An unreliable narrator is an untrustworthy storyteller, most often used in narratives with a first-person point of view.
The unreliable narrator is either deliberately deceptive or unintentionally misguided, forcing the reader to question their credibility as a storyteller.
Types of Unreliable Narrators
There several types of unreliable narrators:
- Naive narrator – This narrator is unreliable because of his or her lack of experience. These characters are sometimes children or very inexperienced adults.
- Outsider – This narrator may be new in town or of a different racial or socioeconomic background than the rest of the characters in the story.
- Picaro – A picaro is a narrator who likes to embellish or exaggerate a story. Sometimes these narrators make the best storytellers of all, but readers have to keep their tendency toward hyperbole in mind.
- Insane – A narrator who has lost touch with reality or is otherwise insane can tell a compelling story that may not be reflective of the truth.
- Liar – This type of narrator cheats intentionally. These are rare to encounter, but they tell a nuanced story as the reader must try to sort fact from fiction.
Let us understand unreliable narrators with the help of following examples. These are few classic unreliable narrators from best and known fictions.
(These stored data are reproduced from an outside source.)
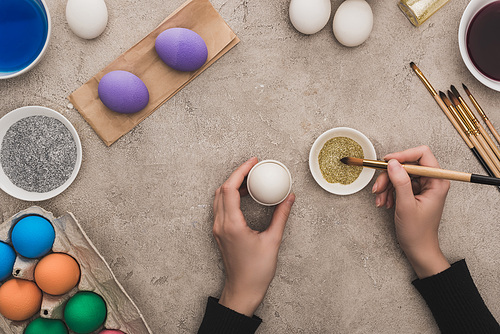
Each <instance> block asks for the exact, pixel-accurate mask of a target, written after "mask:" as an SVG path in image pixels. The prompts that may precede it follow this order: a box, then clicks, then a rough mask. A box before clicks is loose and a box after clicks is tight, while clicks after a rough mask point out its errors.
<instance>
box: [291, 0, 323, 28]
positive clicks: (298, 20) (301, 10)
mask: <svg viewBox="0 0 500 334" xmlns="http://www.w3.org/2000/svg"><path fill="white" fill-rule="evenodd" d="M331 11H332V4H331V3H330V0H292V1H290V21H291V22H292V25H293V26H294V27H295V29H297V30H298V31H300V32H301V33H303V34H306V35H311V34H315V33H317V32H318V31H320V30H321V29H323V27H324V26H325V25H326V24H327V23H328V20H329V19H330V13H331Z"/></svg>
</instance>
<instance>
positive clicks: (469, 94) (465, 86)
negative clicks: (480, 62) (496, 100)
mask: <svg viewBox="0 0 500 334" xmlns="http://www.w3.org/2000/svg"><path fill="white" fill-rule="evenodd" d="M462 87H463V89H464V90H465V92H466V93H467V95H472V94H471V93H470V90H469V88H467V86H466V85H464V84H462Z"/></svg>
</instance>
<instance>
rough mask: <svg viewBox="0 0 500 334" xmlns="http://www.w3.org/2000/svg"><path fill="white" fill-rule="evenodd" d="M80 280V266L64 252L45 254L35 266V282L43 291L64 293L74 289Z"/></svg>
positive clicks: (46, 292)
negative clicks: (63, 253)
mask: <svg viewBox="0 0 500 334" xmlns="http://www.w3.org/2000/svg"><path fill="white" fill-rule="evenodd" d="M79 280H80V266H79V265H78V262H76V260H75V259H74V258H73V257H71V256H69V255H67V254H63V253H52V254H49V255H47V256H45V257H44V258H43V259H41V260H40V262H38V264H37V265H36V267H35V282H36V284H37V285H38V287H39V288H40V289H42V291H44V292H46V293H48V294H51V295H56V296H57V295H62V294H65V293H66V292H68V291H70V290H71V289H73V288H74V287H75V286H76V285H77V284H78V281H79Z"/></svg>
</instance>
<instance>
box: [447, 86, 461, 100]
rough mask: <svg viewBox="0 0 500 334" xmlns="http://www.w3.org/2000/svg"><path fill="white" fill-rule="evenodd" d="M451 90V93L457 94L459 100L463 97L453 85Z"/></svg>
mask: <svg viewBox="0 0 500 334" xmlns="http://www.w3.org/2000/svg"><path fill="white" fill-rule="evenodd" d="M450 88H451V91H452V92H453V94H455V96H456V97H457V98H460V97H461V96H460V93H459V92H458V90H457V89H456V88H455V86H453V85H451V87H450Z"/></svg>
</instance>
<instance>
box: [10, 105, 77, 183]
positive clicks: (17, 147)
mask: <svg viewBox="0 0 500 334" xmlns="http://www.w3.org/2000/svg"><path fill="white" fill-rule="evenodd" d="M76 156H77V153H76V143H75V140H74V138H73V136H72V135H71V132H70V131H69V130H68V128H66V126H65V125H64V124H63V123H61V122H60V121H59V120H57V119H55V118H52V117H47V116H41V115H37V116H30V117H26V118H23V119H21V120H19V121H17V122H16V123H14V124H13V125H12V126H11V127H10V128H9V129H8V130H7V132H6V134H5V136H4V138H3V141H2V146H1V149H0V165H1V167H2V169H3V171H4V172H5V174H6V175H7V177H8V178H9V179H10V180H11V182H12V183H14V184H15V185H16V186H18V187H19V188H22V189H24V190H27V191H30V192H37V193H45V192H49V191H51V190H54V189H56V188H58V187H60V186H61V185H63V184H64V182H66V180H68V179H69V178H70V177H71V174H72V173H73V169H74V168H75V163H76Z"/></svg>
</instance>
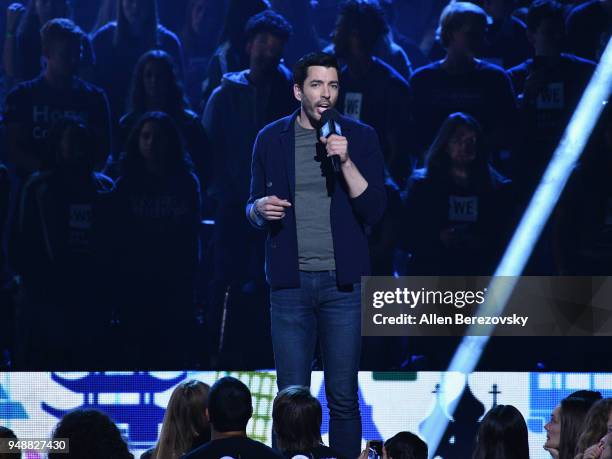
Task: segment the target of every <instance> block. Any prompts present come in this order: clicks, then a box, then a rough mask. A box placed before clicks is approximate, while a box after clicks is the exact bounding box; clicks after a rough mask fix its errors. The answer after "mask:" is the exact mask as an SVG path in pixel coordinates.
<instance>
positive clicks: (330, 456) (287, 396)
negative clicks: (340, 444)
mask: <svg viewBox="0 0 612 459" xmlns="http://www.w3.org/2000/svg"><path fill="white" fill-rule="evenodd" d="M272 420H273V422H274V425H273V427H272V428H273V430H274V433H275V435H276V440H277V442H278V449H279V450H280V451H281V452H282V453H283V456H284V457H286V458H294V457H310V458H329V459H342V456H339V455H338V453H336V452H335V451H334V450H332V449H331V448H328V447H327V446H325V445H324V444H323V441H322V440H321V421H322V411H321V404H320V403H319V401H318V400H317V399H316V398H315V397H313V396H312V394H311V393H310V389H308V387H304V386H289V387H286V388H285V389H283V390H281V391H280V392H279V393H278V395H277V396H276V398H275V399H274V404H273V407H272Z"/></svg>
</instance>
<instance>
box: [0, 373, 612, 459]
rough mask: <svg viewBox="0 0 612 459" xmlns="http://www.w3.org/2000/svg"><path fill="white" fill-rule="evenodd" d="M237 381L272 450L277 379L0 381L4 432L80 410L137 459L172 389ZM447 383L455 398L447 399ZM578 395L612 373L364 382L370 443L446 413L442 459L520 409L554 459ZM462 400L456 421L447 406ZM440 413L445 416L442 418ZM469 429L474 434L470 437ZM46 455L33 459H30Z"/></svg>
mask: <svg viewBox="0 0 612 459" xmlns="http://www.w3.org/2000/svg"><path fill="white" fill-rule="evenodd" d="M225 375H231V376H234V377H237V378H239V379H241V380H242V381H244V382H245V383H246V384H247V385H248V386H249V387H250V389H251V392H252V395H253V408H254V416H253V418H252V419H251V421H250V423H249V425H248V434H249V435H250V436H251V437H252V438H255V439H257V440H260V441H263V442H265V443H267V444H270V443H271V440H270V437H271V427H272V420H271V415H272V401H273V399H274V396H275V395H276V376H275V373H274V372H272V371H270V372H235V373H229V372H191V371H186V372H110V371H107V372H99V373H0V425H3V426H5V427H9V428H11V429H12V430H13V431H14V432H15V433H16V434H17V436H18V437H19V438H47V437H49V436H50V435H51V433H52V431H53V428H54V426H55V424H56V423H57V421H58V419H59V418H60V417H61V416H62V415H63V414H65V413H67V412H69V411H71V410H73V409H76V408H95V409H99V410H101V411H104V412H106V413H107V414H108V415H109V416H110V417H112V418H113V420H114V421H115V422H116V423H117V425H118V426H119V428H120V430H121V432H122V433H123V435H124V437H125V438H126V440H127V441H128V443H129V445H130V449H131V450H132V452H133V453H134V455H135V457H139V456H140V454H141V453H142V452H143V451H145V450H146V449H148V448H150V447H152V446H153V445H154V444H155V441H156V439H157V436H158V433H159V431H160V427H161V422H162V420H163V416H164V408H165V407H166V405H167V403H168V400H169V398H170V394H171V393H172V390H173V388H174V387H175V386H176V385H177V384H179V383H180V382H182V381H184V380H186V379H197V380H201V381H203V382H206V383H208V384H211V385H212V384H213V383H214V382H215V380H216V379H218V378H220V377H222V376H225ZM442 378H446V379H447V383H450V384H446V385H445V386H444V387H450V388H451V389H450V392H452V393H447V394H445V395H446V396H445V397H441V394H440V387H441V382H442ZM311 389H312V392H313V394H316V395H317V397H318V398H319V400H320V401H321V403H322V405H323V407H325V406H326V399H325V388H324V384H323V374H322V373H321V372H314V373H313V375H312V386H311ZM579 389H591V390H598V391H600V392H601V393H602V395H603V396H604V397H610V396H612V374H599V373H580V374H577V373H479V372H475V373H472V374H470V375H469V376H467V377H466V375H464V374H459V373H441V372H418V373H408V372H405V373H388V372H384V373H376V372H361V373H360V374H359V396H360V405H361V414H362V423H363V440H364V443H365V440H368V439H387V438H389V437H391V436H393V435H394V434H396V433H397V432H399V431H403V430H409V431H412V432H414V433H417V434H419V435H421V436H423V432H422V428H423V425H424V423H425V421H426V420H427V419H428V417H430V416H432V415H433V414H434V413H436V411H437V410H442V413H444V414H445V415H446V416H447V417H448V418H449V420H451V422H449V425H448V428H447V429H446V432H445V434H444V437H443V439H442V442H441V446H440V449H439V450H438V451H437V452H438V456H439V457H449V458H453V457H457V456H453V455H452V451H453V448H455V447H459V446H460V445H459V443H460V442H461V441H464V440H462V436H461V435H459V434H458V432H459V430H461V429H459V427H463V428H465V427H469V426H470V425H471V426H472V427H477V424H478V422H479V420H480V419H482V416H483V415H484V413H485V412H486V411H487V410H489V409H490V408H491V407H492V406H494V405H496V404H511V405H514V406H516V407H517V408H518V409H519V410H520V411H521V413H522V414H523V416H524V417H525V420H526V421H527V425H528V428H529V443H530V450H531V458H532V459H538V458H541V459H545V458H546V459H548V458H550V455H549V454H548V453H547V452H546V451H545V450H544V449H543V448H542V445H543V444H544V442H545V439H546V432H545V430H544V424H545V423H546V422H547V420H548V419H549V417H550V413H551V411H552V410H553V408H554V407H555V405H556V404H557V403H558V402H559V401H560V400H561V399H562V398H563V397H565V396H567V395H569V394H570V393H571V392H574V391H576V390H579ZM457 397H460V400H459V402H458V406H457V410H456V412H455V419H454V420H453V419H452V418H451V417H450V415H449V413H448V410H447V408H448V407H447V406H444V405H445V403H444V402H443V401H442V400H446V401H447V402H448V401H452V400H453V399H456V398H457ZM438 413H439V411H438ZM328 426H329V417H328V414H327V412H326V410H325V409H324V418H323V426H322V434H323V440H324V441H325V442H326V443H327V440H328V431H329V427H328ZM468 430H471V429H468ZM38 458H41V459H42V456H40V455H36V454H29V455H28V459H38Z"/></svg>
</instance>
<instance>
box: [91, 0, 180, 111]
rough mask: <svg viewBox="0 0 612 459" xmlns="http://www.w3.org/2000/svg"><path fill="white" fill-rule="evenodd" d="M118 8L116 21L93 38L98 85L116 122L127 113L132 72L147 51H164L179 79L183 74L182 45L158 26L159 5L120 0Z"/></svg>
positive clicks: (168, 32) (97, 32)
mask: <svg viewBox="0 0 612 459" xmlns="http://www.w3.org/2000/svg"><path fill="white" fill-rule="evenodd" d="M116 8H117V9H116V11H117V16H116V20H115V21H111V22H109V23H107V24H105V25H104V26H102V27H101V28H100V29H98V30H97V31H95V32H94V33H93V36H92V41H93V46H94V50H95V53H96V66H95V82H96V83H97V84H99V85H100V86H101V87H103V88H104V90H106V93H107V95H108V99H109V102H110V106H111V111H112V113H113V116H114V120H117V119H118V118H119V116H120V115H121V114H122V113H123V112H124V109H125V106H126V99H127V94H128V91H129V87H130V78H131V76H132V71H133V69H134V66H135V65H136V62H137V61H138V59H139V58H140V56H141V55H142V54H143V53H144V52H145V51H148V50H150V49H163V50H164V51H166V52H167V53H168V54H170V55H171V56H172V58H173V59H174V62H176V66H177V69H178V74H179V76H180V77H182V75H183V50H182V47H181V42H180V40H179V39H178V37H177V36H176V35H175V34H174V33H172V32H171V31H169V30H168V29H166V28H165V27H164V26H163V25H161V24H160V23H159V19H158V13H157V2H156V1H155V0H117V7H116Z"/></svg>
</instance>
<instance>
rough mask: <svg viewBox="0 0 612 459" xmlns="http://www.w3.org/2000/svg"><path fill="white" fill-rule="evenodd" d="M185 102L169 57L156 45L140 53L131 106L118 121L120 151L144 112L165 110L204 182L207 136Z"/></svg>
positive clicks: (136, 69)
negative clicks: (173, 121)
mask: <svg viewBox="0 0 612 459" xmlns="http://www.w3.org/2000/svg"><path fill="white" fill-rule="evenodd" d="M187 105H188V104H187V101H186V99H185V93H184V92H183V87H182V86H181V84H180V83H179V81H178V76H177V72H176V67H175V65H174V62H173V60H172V57H171V56H170V55H169V54H168V53H166V52H165V51H162V50H158V49H156V50H151V51H148V52H146V53H145V54H143V55H142V56H141V57H140V59H139V60H138V63H137V64H136V68H135V69H134V78H133V80H132V90H131V96H130V109H129V111H128V113H126V114H125V115H124V116H123V117H122V118H121V120H120V121H119V128H120V130H119V142H118V144H119V151H124V150H125V144H126V142H127V139H128V136H129V134H130V132H131V130H132V128H133V127H134V125H135V124H136V123H137V121H138V119H139V118H140V117H141V116H142V115H143V114H144V113H146V112H151V111H160V112H164V113H166V114H168V115H170V117H171V118H172V120H173V121H174V123H175V124H176V126H177V128H178V129H179V131H180V133H181V136H182V138H183V141H184V142H185V148H186V150H187V153H188V155H189V157H190V159H191V161H192V162H193V164H194V167H195V170H196V172H197V175H198V178H199V179H200V181H201V182H206V179H207V176H206V174H209V173H210V167H207V166H208V165H209V164H210V161H209V160H207V156H208V155H209V151H210V149H209V144H208V138H207V136H206V131H204V127H203V126H202V123H201V122H200V118H199V117H198V115H196V114H195V113H194V112H192V111H191V110H189V109H188V108H187Z"/></svg>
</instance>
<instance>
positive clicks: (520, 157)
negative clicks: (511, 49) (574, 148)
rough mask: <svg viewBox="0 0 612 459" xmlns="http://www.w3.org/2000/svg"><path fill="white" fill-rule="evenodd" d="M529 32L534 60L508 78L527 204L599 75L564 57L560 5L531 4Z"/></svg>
mask: <svg viewBox="0 0 612 459" xmlns="http://www.w3.org/2000/svg"><path fill="white" fill-rule="evenodd" d="M527 29H528V36H529V40H530V42H531V43H532V45H533V47H534V50H535V56H534V57H533V59H528V60H526V61H525V62H523V63H522V64H521V65H518V66H516V67H514V68H512V69H510V70H509V72H508V74H509V75H510V79H511V80H512V82H513V84H514V89H515V91H516V93H517V94H518V100H519V121H520V123H519V125H520V131H519V132H520V136H519V137H518V139H517V140H518V142H517V147H516V152H515V154H514V162H515V172H514V178H515V182H516V184H517V186H518V191H519V192H520V193H521V195H522V196H523V199H525V200H526V199H527V198H528V197H530V196H531V193H532V192H533V189H534V187H535V186H536V184H537V183H538V182H539V180H540V178H541V176H542V173H543V172H544V169H545V167H546V166H547V164H548V162H549V161H550V159H551V157H552V154H553V152H554V149H555V148H556V146H557V144H558V143H559V141H560V140H561V136H562V135H563V131H564V130H565V127H566V126H567V124H568V122H569V120H570V117H571V116H572V114H573V113H574V110H575V108H576V106H577V105H578V102H579V101H580V97H581V96H582V93H583V91H584V89H585V87H586V85H587V83H588V82H589V79H590V78H591V75H592V74H593V71H594V70H595V63H594V62H592V61H587V60H586V59H582V58H580V57H577V56H574V55H572V54H566V53H562V52H561V51H562V49H563V43H564V37H565V26H564V22H563V8H562V6H561V4H560V3H558V2H556V1H554V0H538V1H535V2H533V3H532V5H531V6H530V7H529V11H528V13H527Z"/></svg>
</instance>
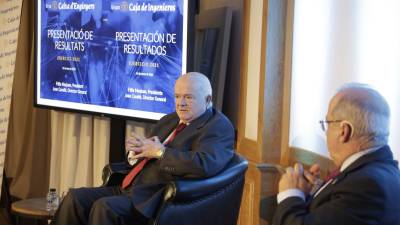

Examples of Unreliable Narrators
- Daphne du Maurier, Rebecca. The narrator’s unreliability in this 1938 novel comes from her highly subjective retelling. When Mrs. de Winter talks about her predecessor, the first Mrs. de Winter, and the mystery surrounding her death, it is all speculation, with a touch of jealousy. The reason for her jaded perspective is finally exposed when the tragic truth comes to light.
- Gillian Flynn, Gone Girl. When Amy Dunne takes on the role of the narrator halfway through Gone Girl, it comes as somewhat of a surprise. Readers have spent the first half of the book thinking she is dead thanks to the novel’s first unreliable narrator, Amy’s husband Nick. With two unreliable narrators—Amy and her husband, Nick—Flynn doubles down on the novel’s conflict and dismantles the story’s moral compass.
- Pi Patel in The Life of Pi. The Life of Pi by Yann Martel also features an unreliable narrator. Stranded at sea, Pi Patel must divorce himself from reality in order to survive. As he tells the story of his voyage, he alters events in a way that allows him to process what has happened. In the end, the reader learns the true story and must reconcile the differences.
- A real life example: A classic example of an unreliable narrator who is a liar. The reader knows Alex is a sociopath, and he is narrating the story while drunk. In addition, he has misbeliefs of grandeur that are obviously not part of the reality shared by most people.
Ways to Create Unreliable Narrator
Now in order to incorporate an unreliable narrator in the story, let us work on the following tips:
- Keep the reader in dark. Readers are used to have more information than the characters. Try to change the scenario by withholding certain information from the readers and see how the story is framed eventually.
- Your narrator should be unreliable from the start. People are inherently unreliable when telling a story since their point of view is filtered through their experience and beliefs. Your narrator won’t suddenly become unreliable, so hint at any qualities that might compromise them and their story early on.
- Experiment with just a pinch of unreliability by giving the readers misinformation and unreliable moments to make them slightly flawed—and thus, more believable.
Let other characters be a sounding board. Picture a story with many narrators. Many views will reflect on single tragedy, resulting non alignment of stories. Every character version gets filtered through their own lens. While you don’t need many perspectives in story, hence use other characters to reflect inconsistencies in your narrator’s story.